Caretaker Charles Kinsey is shown lying in the street with a 23-year-old autistic man before being hit by a bullet from an assault rifle fired by a North Miami police officer
When a 23-year-old autistic man carrying a toy truck wandered from a mental health center out into the street Monday, a worker there named Charles Kinsey went to retrieve him.
A few minutes later the autistic man was still sitting cross-legged blocking the roadway while playing with the small, rectangular white toy. And Kinsey was prone on the ground next to him — a bullet from an assault rifle fired by a police officer having struck his leg.
“He throws his hands up in the air and says, ‘Don’t shoot me.’ They say lie on the ground, so he does,” Kinsey’s attorney Hilton Napoleon said Wednesday. “He’s on his back with his hands in the air trying to convince the other guy to lie down. It doesn’t make any sense.”
Cellphone video footage obtained by Napoleon clearly shows the heavy-set autistic man sitting and playing with his toy while Kinsey, dressed in a yellow shirt and shorts, obeys police orders to lie down on his back.
The video, taken before the officer fired his weapon, shows Kinsey on his back with his hands in the air telling police he didn’t have a weapon and asking them not to fire. At one point the autistic man appears to yell at Kinsey to shut up. A second brief video shows officers who are carrying rifles physically patting down Kinsey and the autistic man while they are lying on the ground.

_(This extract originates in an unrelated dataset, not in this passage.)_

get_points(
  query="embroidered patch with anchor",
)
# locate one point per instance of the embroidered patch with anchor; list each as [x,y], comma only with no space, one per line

In an interview with WSVN-Channel 7, Kinsey said that after he was shot, officers approached and flipped him over and handcuffed him.
“Sir, there’s no need for firearms,” Kinsey told the news station he said to police before he was shot. “It was so surprising. It was like a mosquito bite.”
Kinsey said when he asked the officer why he fired his weapon, the cop responded, “I don’t know.”